Calderone v Molloy Coll., 2017 NY Slip Op 05932 (2d Dept. 2017)
On June 4, 2015, the return date of the NCAA’s motion, the plaintiff attempted to file a stipulation signed by the NCAA’s counsel, [*2]among others, agreeing to adjourn the return date and extend the plaintiff’s time to submit opposition papers. Later on June 4, 2015, the Supreme Court rejected the stipulation and marked the NCAA’s motion fully submitted without opposition. That night, the plaintiff’s counsel e-filed the opposition papers with the court. Four days after the return date, on June 8, 2015, the plaintiff moved, in effect, pursuant to CPLR 2004 to extend his time to submit opposition papers to the NCAA’s motion. The NCAA did not oppose the plaintiff’s motion. In an order dated June 25, 2015, the court denied the plaintiff’s motion on the ground that he failed to follow the motion schedule set by the court’s rules
CPLR 2004 provides that, “[e]xcept where otherwise expressly prescribed by law, the court may extend the time fixed by any statute, rule or order for doing any act, upon such terms as may be just and upon good cause shown, whether the application for extension is made before or after the expiration of the time fixed.” In considering a motion for an extension of time, “the court may properly consider factors such as the length of the delay, whether the opposing party has been prejudiced by the delay, the reason given for the delay, whether the moving party was in default before seeking the extension, and, if so, the presence or absence of an affidavit of merit” (Tewari v Tsoutsouras, 75 NY2d 1, 12; see Matter of Village of Haverstraw v Ray Riv. Co., 137 AD3d 800, 801).

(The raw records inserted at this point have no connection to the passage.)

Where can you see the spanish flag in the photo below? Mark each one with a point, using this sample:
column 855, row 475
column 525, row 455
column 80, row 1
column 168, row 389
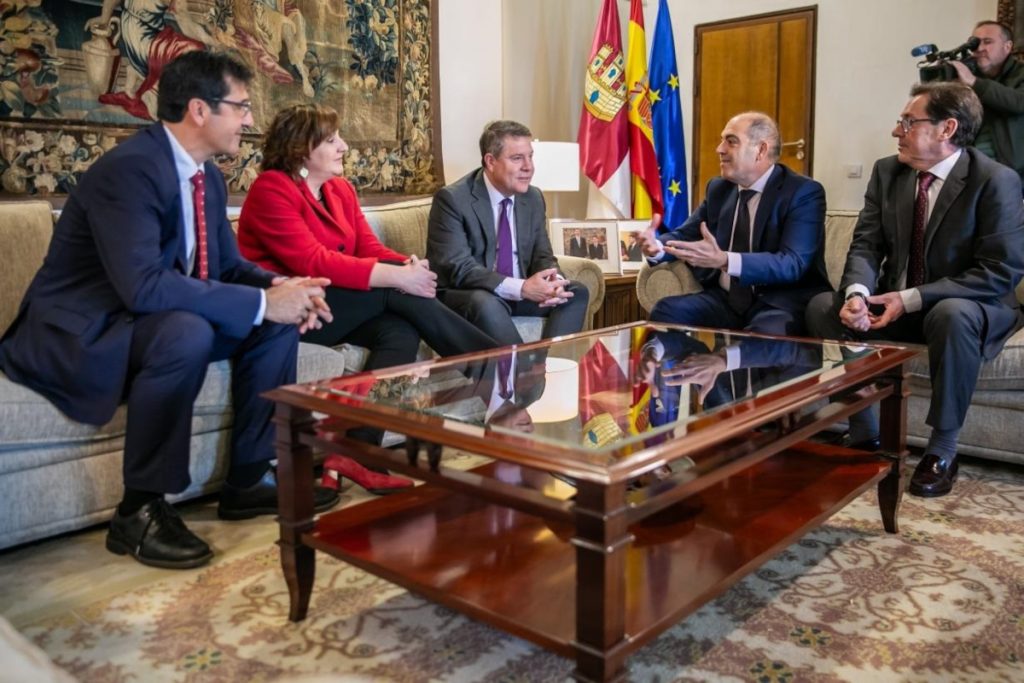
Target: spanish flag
column 643, row 163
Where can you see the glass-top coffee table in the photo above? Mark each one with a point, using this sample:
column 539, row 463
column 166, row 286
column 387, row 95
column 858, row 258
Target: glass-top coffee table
column 634, row 474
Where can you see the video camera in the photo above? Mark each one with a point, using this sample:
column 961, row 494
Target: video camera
column 936, row 67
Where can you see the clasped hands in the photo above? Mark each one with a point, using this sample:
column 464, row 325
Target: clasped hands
column 546, row 288
column 856, row 312
column 418, row 279
column 697, row 369
column 298, row 301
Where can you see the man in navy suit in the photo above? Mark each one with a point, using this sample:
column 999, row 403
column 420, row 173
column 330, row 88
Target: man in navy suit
column 142, row 287
column 936, row 255
column 487, row 240
column 754, row 244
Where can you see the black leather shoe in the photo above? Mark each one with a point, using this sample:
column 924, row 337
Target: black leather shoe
column 157, row 536
column 261, row 499
column 868, row 444
column 933, row 476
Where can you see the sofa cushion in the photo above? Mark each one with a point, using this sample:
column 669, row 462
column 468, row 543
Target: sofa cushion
column 401, row 225
column 26, row 228
column 31, row 427
column 1004, row 373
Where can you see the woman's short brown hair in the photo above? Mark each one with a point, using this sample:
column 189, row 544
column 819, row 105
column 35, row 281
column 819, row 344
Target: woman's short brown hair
column 294, row 133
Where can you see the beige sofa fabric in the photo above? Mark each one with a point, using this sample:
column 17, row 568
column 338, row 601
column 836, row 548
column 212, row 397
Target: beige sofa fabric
column 57, row 475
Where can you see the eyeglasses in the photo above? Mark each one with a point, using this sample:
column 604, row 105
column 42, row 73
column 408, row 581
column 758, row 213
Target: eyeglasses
column 907, row 124
column 245, row 107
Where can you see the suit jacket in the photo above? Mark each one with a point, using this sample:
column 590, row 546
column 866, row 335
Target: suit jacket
column 462, row 240
column 974, row 241
column 118, row 251
column 284, row 228
column 786, row 266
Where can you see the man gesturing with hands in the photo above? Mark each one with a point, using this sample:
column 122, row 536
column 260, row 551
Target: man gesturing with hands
column 754, row 244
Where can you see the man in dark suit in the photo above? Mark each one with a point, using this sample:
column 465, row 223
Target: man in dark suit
column 488, row 243
column 754, row 244
column 142, row 287
column 936, row 254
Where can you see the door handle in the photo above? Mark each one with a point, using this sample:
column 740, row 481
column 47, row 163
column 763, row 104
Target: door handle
column 800, row 144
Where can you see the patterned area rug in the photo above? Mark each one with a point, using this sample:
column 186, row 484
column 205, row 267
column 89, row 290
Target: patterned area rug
column 941, row 601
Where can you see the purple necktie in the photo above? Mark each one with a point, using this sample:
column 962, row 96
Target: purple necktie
column 915, row 266
column 504, row 265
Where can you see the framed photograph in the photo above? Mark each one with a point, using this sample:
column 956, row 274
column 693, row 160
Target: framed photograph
column 594, row 240
column 629, row 247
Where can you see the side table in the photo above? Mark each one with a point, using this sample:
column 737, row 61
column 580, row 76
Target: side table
column 621, row 304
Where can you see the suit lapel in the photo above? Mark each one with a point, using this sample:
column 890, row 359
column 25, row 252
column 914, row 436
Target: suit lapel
column 159, row 138
column 765, row 206
column 484, row 213
column 950, row 189
column 726, row 217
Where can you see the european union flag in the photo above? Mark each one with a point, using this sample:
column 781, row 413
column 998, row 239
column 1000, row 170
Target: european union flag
column 670, row 145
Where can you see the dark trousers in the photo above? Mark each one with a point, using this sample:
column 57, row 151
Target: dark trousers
column 170, row 353
column 391, row 324
column 494, row 315
column 711, row 309
column 952, row 330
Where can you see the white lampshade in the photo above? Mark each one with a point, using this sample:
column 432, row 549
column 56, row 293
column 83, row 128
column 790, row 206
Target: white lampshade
column 560, row 399
column 556, row 166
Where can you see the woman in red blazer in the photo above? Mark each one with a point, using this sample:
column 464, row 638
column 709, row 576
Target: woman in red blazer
column 301, row 218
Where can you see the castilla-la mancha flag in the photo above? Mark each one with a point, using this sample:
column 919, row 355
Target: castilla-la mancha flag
column 643, row 162
column 603, row 142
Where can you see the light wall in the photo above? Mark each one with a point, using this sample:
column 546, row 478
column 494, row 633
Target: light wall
column 536, row 73
column 470, row 39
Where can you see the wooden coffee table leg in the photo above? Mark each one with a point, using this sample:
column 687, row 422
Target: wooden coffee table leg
column 295, row 506
column 893, row 435
column 601, row 542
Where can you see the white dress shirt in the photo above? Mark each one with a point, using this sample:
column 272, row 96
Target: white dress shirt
column 186, row 168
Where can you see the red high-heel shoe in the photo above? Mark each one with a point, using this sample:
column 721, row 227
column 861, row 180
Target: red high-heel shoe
column 336, row 467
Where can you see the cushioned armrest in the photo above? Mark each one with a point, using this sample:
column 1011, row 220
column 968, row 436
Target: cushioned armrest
column 590, row 274
column 658, row 282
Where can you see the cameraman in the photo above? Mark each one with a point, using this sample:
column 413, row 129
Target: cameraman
column 999, row 86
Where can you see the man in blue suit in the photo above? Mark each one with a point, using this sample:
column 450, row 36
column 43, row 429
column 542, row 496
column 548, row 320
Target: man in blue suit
column 142, row 287
column 754, row 244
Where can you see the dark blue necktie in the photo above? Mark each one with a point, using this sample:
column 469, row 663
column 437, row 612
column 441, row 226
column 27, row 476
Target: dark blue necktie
column 741, row 297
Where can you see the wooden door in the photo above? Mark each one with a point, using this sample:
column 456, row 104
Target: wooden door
column 763, row 62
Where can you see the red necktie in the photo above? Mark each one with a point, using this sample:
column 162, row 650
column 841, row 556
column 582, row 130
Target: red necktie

Here, the plaintiff established good cause for an extension of his time to submit opposition papers to the NCAA’s motion given the brief and unintentional delay, the lack of prejudice to the NCAA, the existence of potentially meritorious defenses to the NCAA’s motion, and “the policy favoring the resolution of cases on their merits” (Nikita v Parfomak, 43 AD3d 892, 893; see Matter of Village of Haverstraw v Ray Riv. Co., 137 AD3d at 801-802; Siracusa v Fitterman, 110 AD3d 1055, 1056-1057; Associates First Capital v Crabill, 51 AD3d 1186, 1188).
Accordingly, the Supreme Court improvidently exercised its discretion in denying the plaintiff’s motion, in effect, pursuant to CPLR 2004 to extend his time to submit opposition papers to the NCAA’s motion, and the order dated June 26, 2015, which consequently was entered upon the plaintiff’s default, must be vacated
The Second Department is notorious for not vacating defaults unless the “reasonable excuse” is highly detailed. The Court, as I sensed, is significantly more empathetic to a party who breaches a briefing schedule, but moves to have the paper accepted. This is significant to the practitioner that gets ensnared in one of those briefing stipulations,.